Öte yandan köprünün tarihçesine dair bazı bilgileri de buradan vermek lazım. Bir kısmı resmi olmakla birlikte, bazı internet siteleri ve kaynaklarda ilçeye ismini veren bu köprünün Candaroğulları Beyliği döneminde, “Yağmur Beyin oğlu Ali Bey tarafından 1366 yılında Celalettin Beyazıt adına yaptırılmıştır” ibaresi bulunmakta. Ancak şunu biliyoruz ki; Yıldırım Beyazıt’ın Candaroğlu üzerine yürüdüğü bir seferde kullandığı Bizanslı paralı askerlerden olan bir soylu 1391 yılında yazdığı bir mektupta Taşköprü’deki tamamen Roma çağından kalma sütunlarla bezeli bu köprüden bahseder. Öte yandan Türk mimarisinde sütunlarla süslenmiş bir köprü mimarisi yok. Bir başka nokta da bugün bildiğimiz köprü 7 kemerli köprü aslında çok yakın zaman da oluşturuldu. Çünkü 1830’lu yıllara kadar 4 kemerli olan köprü bu dönemde 5 ve ilerleyen zamanlarda da 7 kemerli bir boyuta ulaştı. Ayrıca seyyahlar bu köprünün tamamen antik parçalarla yani devşirme malzemelerin kullanılarak yapıldıklarını da söylerler.
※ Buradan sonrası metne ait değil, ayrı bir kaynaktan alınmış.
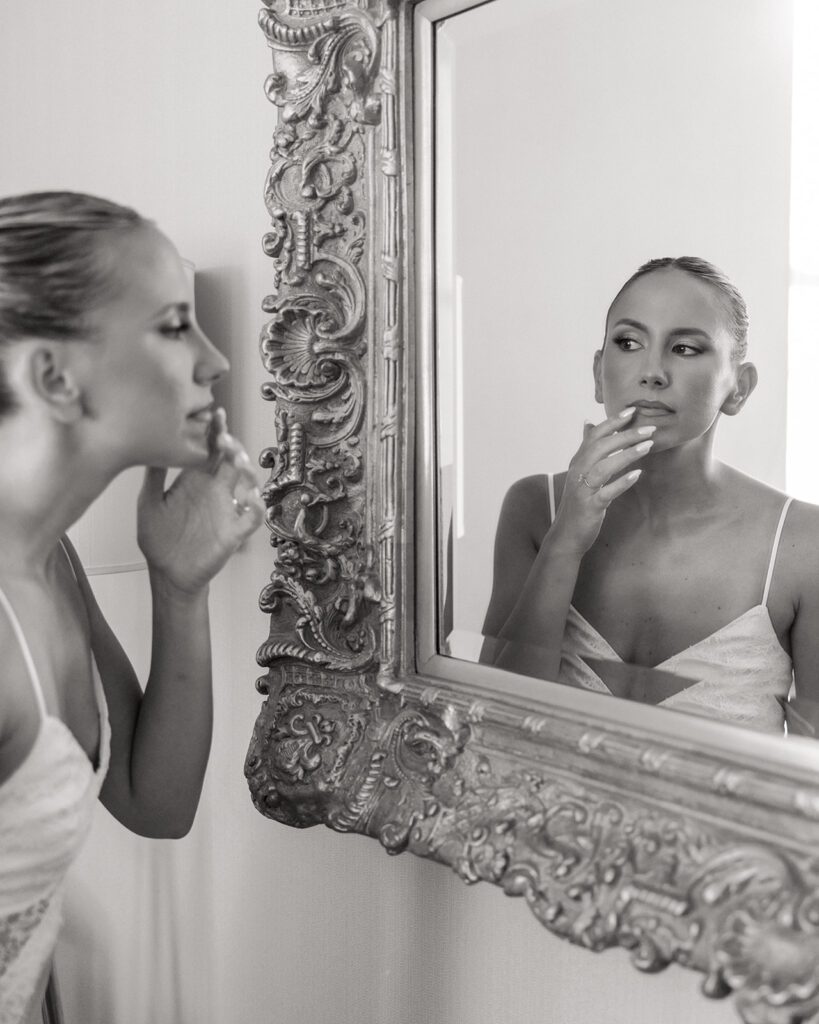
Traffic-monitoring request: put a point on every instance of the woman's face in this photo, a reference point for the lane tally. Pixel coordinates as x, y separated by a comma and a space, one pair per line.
149, 369
667, 350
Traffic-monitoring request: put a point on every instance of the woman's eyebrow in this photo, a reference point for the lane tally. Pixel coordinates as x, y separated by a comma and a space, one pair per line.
678, 332
689, 332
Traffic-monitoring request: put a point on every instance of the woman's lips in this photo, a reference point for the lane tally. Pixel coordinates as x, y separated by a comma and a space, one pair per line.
653, 411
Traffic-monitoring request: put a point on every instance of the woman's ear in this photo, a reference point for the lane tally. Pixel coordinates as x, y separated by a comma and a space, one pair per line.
598, 377
53, 380
745, 382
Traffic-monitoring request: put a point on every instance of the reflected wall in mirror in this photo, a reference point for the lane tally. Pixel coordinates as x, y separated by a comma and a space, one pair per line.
659, 131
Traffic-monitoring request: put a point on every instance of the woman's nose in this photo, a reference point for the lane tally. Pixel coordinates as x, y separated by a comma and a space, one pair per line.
653, 374
211, 365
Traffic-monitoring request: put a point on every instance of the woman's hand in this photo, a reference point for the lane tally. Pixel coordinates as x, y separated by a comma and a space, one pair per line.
188, 531
596, 476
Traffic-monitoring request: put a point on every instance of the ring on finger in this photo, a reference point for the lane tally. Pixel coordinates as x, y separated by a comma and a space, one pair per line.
584, 479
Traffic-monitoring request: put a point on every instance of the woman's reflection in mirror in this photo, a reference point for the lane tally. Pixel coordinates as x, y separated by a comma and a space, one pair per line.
648, 552
102, 367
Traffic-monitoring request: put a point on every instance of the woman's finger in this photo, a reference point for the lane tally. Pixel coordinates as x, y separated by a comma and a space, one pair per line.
614, 464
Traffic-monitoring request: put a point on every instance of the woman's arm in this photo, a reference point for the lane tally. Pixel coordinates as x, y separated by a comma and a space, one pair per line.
799, 562
533, 583
161, 738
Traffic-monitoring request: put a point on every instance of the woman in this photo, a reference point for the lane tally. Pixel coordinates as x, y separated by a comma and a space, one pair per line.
101, 367
648, 551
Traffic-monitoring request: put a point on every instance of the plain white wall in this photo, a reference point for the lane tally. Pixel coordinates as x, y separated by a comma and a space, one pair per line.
586, 138
160, 103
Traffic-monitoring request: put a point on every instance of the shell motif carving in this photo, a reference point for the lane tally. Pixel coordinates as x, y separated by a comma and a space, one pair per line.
300, 749
322, 594
600, 872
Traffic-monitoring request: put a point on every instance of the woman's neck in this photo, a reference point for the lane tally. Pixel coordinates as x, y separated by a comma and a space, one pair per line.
46, 483
677, 485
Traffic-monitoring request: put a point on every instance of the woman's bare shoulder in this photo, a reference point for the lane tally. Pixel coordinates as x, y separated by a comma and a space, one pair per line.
526, 503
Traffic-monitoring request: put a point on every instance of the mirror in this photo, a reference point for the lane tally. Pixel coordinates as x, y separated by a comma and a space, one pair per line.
573, 141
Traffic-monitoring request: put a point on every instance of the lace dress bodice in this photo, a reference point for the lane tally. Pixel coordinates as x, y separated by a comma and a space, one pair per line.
45, 813
740, 670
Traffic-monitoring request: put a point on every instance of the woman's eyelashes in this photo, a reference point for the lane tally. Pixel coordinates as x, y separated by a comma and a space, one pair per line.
175, 331
627, 344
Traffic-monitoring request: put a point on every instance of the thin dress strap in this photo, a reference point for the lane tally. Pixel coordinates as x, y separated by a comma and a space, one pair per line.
774, 550
27, 654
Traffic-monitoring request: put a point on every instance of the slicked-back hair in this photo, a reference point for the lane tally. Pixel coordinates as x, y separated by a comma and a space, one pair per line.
51, 273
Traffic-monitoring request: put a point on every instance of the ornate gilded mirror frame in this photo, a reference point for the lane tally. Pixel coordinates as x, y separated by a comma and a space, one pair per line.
684, 841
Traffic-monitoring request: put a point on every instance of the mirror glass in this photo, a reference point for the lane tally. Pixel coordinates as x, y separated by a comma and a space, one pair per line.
573, 141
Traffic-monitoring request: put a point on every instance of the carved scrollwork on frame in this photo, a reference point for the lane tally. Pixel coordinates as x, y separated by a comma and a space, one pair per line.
610, 838
325, 591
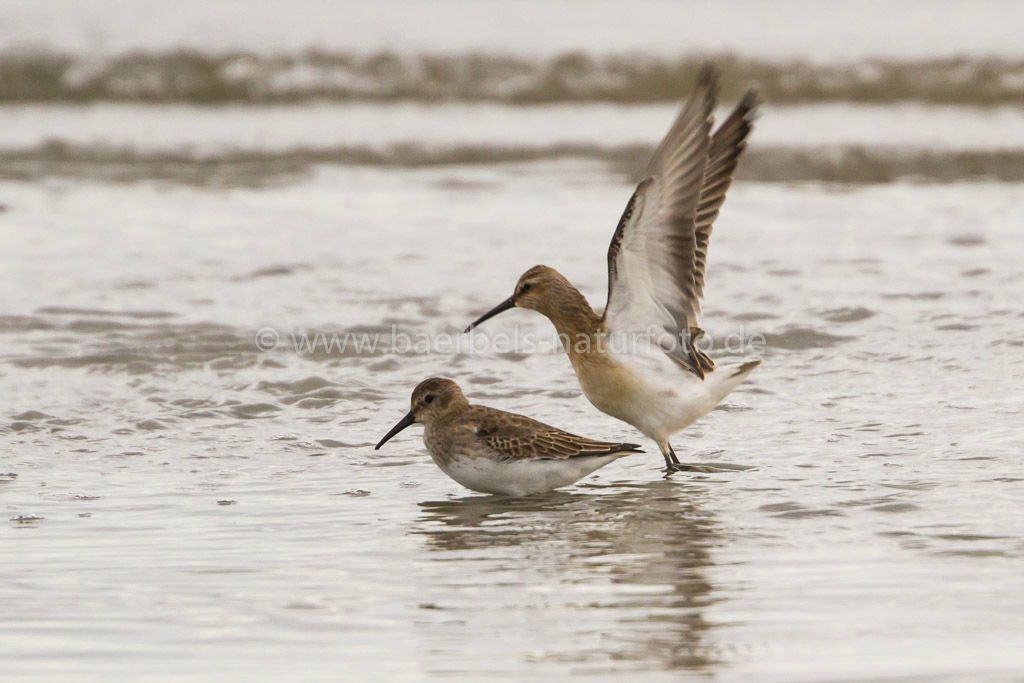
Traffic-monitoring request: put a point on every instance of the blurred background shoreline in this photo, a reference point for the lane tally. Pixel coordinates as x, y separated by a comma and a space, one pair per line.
181, 502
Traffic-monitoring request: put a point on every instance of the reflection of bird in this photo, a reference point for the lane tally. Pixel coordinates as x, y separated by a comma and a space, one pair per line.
633, 562
496, 452
638, 361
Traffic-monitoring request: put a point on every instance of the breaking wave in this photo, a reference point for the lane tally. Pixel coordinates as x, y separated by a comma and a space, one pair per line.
848, 164
241, 77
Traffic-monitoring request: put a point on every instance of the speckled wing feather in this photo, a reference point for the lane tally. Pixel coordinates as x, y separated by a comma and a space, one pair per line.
652, 256
727, 144
518, 437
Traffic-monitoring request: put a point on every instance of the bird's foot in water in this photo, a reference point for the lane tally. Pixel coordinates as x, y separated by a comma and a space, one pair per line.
702, 468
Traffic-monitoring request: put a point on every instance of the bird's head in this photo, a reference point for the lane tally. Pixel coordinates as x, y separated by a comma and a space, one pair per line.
542, 289
433, 400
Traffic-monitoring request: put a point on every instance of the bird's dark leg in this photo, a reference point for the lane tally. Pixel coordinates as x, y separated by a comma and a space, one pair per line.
672, 464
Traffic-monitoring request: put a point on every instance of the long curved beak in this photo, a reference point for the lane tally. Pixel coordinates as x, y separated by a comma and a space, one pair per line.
503, 306
404, 422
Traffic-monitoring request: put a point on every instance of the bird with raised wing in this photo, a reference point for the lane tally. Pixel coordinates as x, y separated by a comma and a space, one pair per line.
495, 452
639, 360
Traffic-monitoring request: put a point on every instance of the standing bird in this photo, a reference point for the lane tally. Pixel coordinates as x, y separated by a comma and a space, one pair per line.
638, 361
495, 452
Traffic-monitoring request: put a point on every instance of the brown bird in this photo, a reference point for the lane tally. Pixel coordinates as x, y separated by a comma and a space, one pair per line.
495, 452
638, 359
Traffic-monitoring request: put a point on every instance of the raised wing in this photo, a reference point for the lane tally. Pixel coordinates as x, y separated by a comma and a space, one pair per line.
652, 256
727, 144
658, 253
518, 437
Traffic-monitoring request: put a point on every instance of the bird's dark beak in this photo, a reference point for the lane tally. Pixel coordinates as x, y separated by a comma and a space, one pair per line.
404, 422
503, 306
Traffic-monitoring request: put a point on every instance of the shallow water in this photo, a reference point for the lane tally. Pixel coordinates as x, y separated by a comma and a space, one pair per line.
211, 313
180, 504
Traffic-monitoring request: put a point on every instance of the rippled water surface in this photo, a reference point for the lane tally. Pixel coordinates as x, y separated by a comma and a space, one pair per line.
179, 503
187, 480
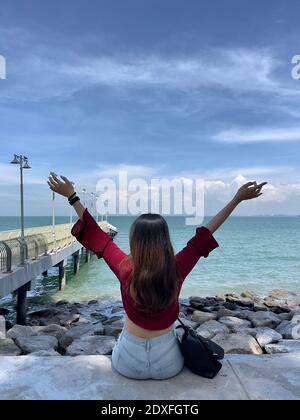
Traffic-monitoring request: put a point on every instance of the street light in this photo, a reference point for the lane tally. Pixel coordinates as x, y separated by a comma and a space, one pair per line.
71, 208
84, 197
22, 161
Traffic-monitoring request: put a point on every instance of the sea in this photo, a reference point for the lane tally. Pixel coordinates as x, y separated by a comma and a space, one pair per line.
255, 253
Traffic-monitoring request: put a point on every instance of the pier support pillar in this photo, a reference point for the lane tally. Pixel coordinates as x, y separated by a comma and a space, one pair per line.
22, 303
76, 262
87, 255
62, 275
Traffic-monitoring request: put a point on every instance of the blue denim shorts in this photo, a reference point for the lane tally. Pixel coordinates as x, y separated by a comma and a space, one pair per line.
141, 358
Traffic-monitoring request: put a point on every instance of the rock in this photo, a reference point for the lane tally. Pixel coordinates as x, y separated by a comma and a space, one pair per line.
296, 319
231, 306
54, 330
266, 336
98, 315
240, 301
62, 303
211, 328
117, 308
112, 319
257, 308
69, 320
92, 345
188, 323
223, 312
247, 331
296, 332
279, 294
79, 331
276, 349
4, 311
285, 316
93, 302
289, 330
45, 353
43, 313
263, 319
36, 343
202, 317
201, 303
115, 328
252, 296
238, 344
2, 328
9, 348
234, 324
20, 331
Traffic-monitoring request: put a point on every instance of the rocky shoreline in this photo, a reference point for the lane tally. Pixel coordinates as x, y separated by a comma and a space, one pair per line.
241, 323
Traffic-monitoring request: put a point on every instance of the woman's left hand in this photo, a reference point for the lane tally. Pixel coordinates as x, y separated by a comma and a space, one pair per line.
61, 186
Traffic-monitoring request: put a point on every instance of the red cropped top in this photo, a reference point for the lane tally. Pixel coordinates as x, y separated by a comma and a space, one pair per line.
93, 238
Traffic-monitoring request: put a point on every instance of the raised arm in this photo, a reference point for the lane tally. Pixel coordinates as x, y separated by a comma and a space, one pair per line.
246, 192
65, 188
86, 230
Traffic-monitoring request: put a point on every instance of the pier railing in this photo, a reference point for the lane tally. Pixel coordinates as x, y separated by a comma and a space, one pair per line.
38, 241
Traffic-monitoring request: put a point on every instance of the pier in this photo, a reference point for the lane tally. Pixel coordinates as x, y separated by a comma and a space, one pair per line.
44, 247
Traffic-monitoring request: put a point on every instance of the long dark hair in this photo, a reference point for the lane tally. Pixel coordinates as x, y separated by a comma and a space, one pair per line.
154, 279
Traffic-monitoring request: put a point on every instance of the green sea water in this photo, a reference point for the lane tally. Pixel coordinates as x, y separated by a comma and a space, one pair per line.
255, 253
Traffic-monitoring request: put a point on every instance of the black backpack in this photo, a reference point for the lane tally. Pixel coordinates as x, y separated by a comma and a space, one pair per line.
201, 355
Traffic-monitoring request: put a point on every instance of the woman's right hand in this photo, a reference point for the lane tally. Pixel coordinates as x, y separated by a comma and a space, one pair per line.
249, 191
61, 186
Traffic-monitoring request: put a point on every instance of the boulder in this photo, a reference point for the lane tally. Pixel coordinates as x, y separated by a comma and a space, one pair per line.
9, 348
54, 330
2, 328
62, 303
296, 319
263, 319
289, 330
45, 353
240, 301
4, 311
37, 343
77, 332
43, 313
211, 328
115, 328
234, 324
92, 345
296, 332
202, 317
238, 344
266, 336
20, 331
188, 323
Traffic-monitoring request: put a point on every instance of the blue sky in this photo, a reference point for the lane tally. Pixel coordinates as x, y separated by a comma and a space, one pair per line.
161, 88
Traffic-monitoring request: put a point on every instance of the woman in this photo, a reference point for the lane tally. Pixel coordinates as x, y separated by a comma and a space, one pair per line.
150, 278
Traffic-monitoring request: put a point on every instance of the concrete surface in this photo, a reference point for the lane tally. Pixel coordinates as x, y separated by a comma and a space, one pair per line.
92, 378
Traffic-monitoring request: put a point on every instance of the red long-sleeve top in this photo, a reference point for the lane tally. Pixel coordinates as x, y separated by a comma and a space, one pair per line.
93, 238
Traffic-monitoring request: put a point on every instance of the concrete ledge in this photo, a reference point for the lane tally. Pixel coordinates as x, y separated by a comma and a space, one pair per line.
92, 378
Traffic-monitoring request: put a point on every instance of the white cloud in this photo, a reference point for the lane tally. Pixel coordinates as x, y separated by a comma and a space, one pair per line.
10, 175
260, 135
39, 76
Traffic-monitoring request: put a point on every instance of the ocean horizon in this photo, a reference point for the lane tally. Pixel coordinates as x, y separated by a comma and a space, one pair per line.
257, 253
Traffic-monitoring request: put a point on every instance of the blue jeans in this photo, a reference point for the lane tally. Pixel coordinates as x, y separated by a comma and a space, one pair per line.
141, 358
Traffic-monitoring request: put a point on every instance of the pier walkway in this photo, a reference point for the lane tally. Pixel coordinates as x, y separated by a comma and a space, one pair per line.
243, 377
44, 247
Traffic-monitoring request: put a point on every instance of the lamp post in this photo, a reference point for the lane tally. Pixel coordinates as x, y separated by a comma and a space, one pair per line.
93, 195
84, 196
71, 208
22, 161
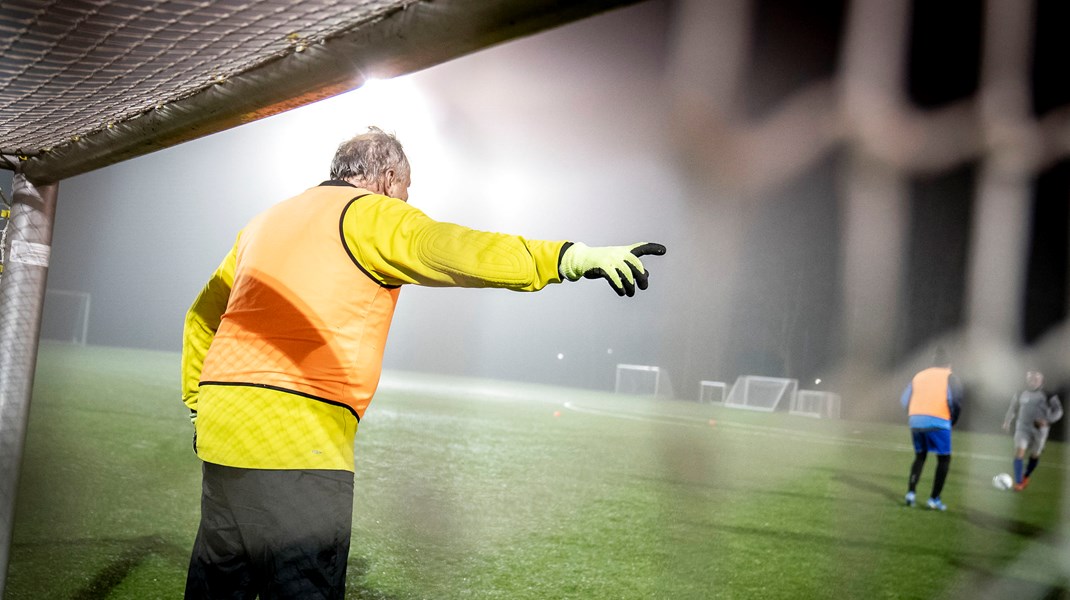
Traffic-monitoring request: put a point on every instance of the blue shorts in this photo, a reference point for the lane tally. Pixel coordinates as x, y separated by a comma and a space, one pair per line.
936, 441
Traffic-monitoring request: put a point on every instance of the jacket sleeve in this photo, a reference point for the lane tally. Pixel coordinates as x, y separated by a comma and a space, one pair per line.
1011, 411
1054, 409
202, 321
954, 397
396, 244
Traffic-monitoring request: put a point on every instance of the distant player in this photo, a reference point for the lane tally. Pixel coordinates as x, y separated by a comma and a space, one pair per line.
1035, 412
932, 400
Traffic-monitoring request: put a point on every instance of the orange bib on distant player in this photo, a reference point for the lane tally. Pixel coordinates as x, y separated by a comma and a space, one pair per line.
929, 394
302, 316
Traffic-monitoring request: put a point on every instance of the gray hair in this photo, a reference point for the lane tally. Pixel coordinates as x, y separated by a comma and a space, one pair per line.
368, 156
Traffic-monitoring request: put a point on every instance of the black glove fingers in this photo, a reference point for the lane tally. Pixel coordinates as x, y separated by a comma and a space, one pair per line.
628, 287
648, 248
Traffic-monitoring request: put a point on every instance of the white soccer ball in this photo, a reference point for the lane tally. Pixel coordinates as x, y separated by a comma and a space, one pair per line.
1003, 481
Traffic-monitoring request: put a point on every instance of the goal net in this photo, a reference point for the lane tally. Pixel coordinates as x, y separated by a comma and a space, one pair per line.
712, 391
814, 403
65, 317
643, 380
761, 394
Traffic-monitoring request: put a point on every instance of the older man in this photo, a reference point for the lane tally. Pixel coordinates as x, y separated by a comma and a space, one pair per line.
283, 352
1035, 411
933, 400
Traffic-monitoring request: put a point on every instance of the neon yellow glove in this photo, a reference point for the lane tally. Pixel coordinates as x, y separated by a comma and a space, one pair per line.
620, 265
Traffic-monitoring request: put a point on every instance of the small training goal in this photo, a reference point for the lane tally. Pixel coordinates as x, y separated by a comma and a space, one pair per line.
758, 393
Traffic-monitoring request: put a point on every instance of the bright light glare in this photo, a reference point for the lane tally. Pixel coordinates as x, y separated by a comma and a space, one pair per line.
308, 136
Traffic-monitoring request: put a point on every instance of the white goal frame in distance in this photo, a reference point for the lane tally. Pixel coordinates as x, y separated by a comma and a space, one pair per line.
744, 393
79, 325
816, 403
662, 386
713, 391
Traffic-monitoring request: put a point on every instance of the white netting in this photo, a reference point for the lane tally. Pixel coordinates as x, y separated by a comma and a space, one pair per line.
815, 403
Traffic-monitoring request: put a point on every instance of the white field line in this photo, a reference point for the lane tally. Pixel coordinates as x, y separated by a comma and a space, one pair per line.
828, 440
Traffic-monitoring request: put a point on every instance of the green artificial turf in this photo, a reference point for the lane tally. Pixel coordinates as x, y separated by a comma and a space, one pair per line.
471, 489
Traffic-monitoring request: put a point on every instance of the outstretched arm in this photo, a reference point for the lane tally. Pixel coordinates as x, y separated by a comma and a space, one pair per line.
397, 244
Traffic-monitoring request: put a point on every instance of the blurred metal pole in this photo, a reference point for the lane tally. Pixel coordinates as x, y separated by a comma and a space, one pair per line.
21, 301
875, 197
999, 244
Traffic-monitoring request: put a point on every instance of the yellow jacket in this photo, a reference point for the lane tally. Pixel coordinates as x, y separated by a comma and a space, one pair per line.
283, 348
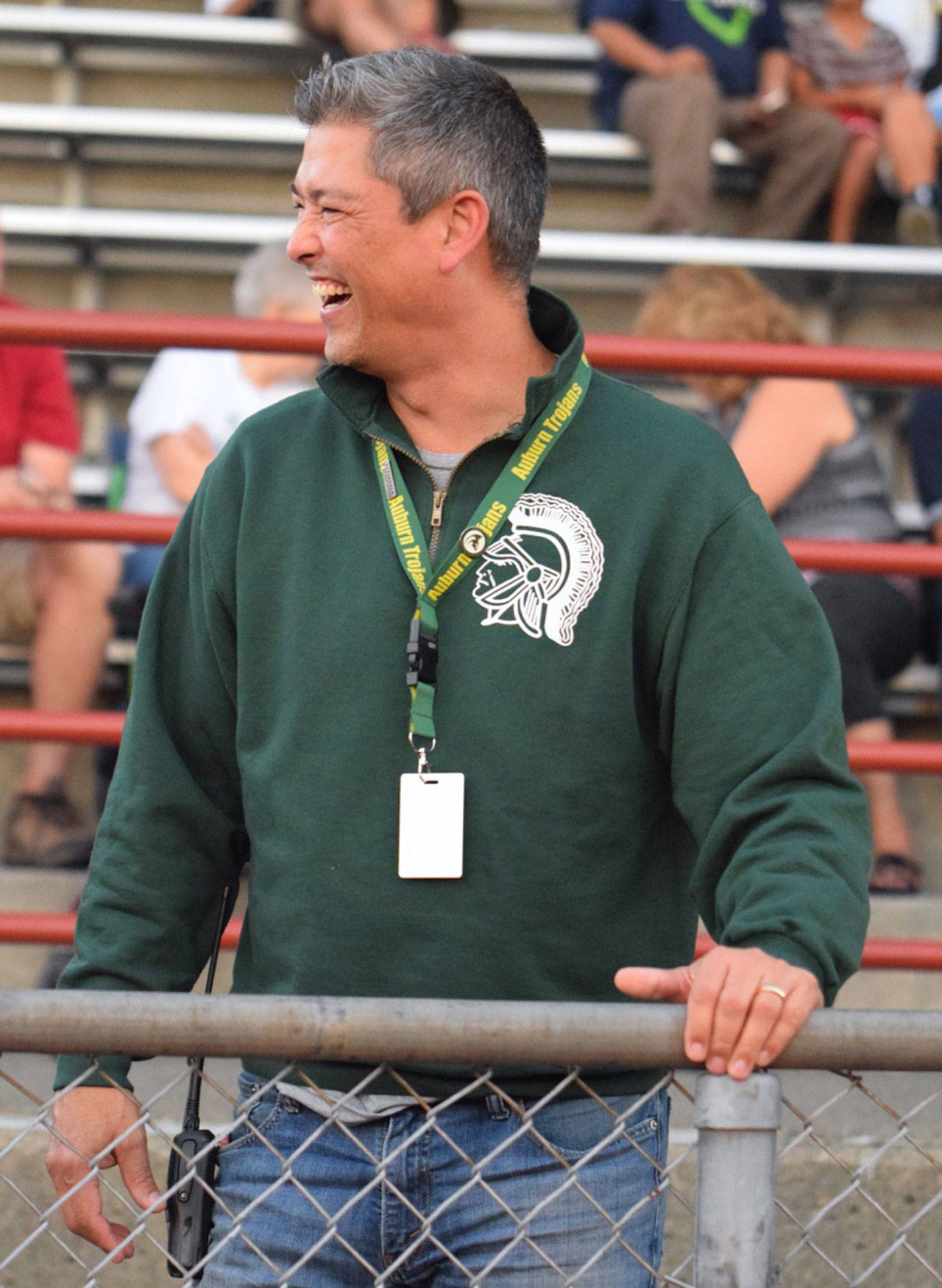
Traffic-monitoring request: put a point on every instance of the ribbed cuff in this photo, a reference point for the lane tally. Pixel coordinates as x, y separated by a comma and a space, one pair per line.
107, 1071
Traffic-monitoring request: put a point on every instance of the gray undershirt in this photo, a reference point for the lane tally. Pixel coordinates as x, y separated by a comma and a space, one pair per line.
441, 465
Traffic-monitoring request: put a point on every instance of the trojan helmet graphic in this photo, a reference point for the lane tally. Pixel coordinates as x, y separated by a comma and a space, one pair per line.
543, 572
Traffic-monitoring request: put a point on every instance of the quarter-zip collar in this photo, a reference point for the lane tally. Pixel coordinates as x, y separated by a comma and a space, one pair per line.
362, 400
İlçeye girdiklerinde mülki amir karşılar seyyahları. Kendi dairesini tahsis eder kalmaları içim ilk geldikleri gün de izzet-i ikramda bulunur. Şehirde 1500 ev, 10 minare, 2 han ve 1 hamam sayarlar. Nüfusun çoğunluğu deri tabaklamam ve demircilikle uğraştığını belirtirler. Araştırmacıların ana ilgi alanı ise ilçenin her yanına dağılmış antik kentten geriye kalan ve her yanda kullanılmış devşirme parçalardır. Bu arada ilçe girişinde yer alan bir medreseyi ziyaret eder seyyahlarımız. Ve burası hem devşirme antik parçalarla yapılmış ve içinde de yine birçok antik kalıntıyı toplamıştır. Bu medrese ise günümüze maalesef ulaşmayan Muzaffereddin Medresesi’dir. Medrese ve çevresinde, ayrıca ırmak boyunca antik parçalar ve yazıtlar bulan seyyahlarımız bölgenin antik Pompeiopolis kenti olduğunu kanıtlayan yazıtları okurlar.
Seyyahımız daha sonra, Taşköprü’den ayrılarak kuzey doğuya yönelir. Işık Dağı, sınırlarına girer ve Hazinedaroğlu Köyü varırlar. Burada yine antik çağdan kalma bir kaleyi ziyaret ederler. Buranın ismi ise Kız Kalesidir. Buradan doğuya olan yolculuklarını devam ettiren seyyahlarımız muhteşem bir orman içinde yolculuklarını sürdürerek Boyabat’a doğru ilerler.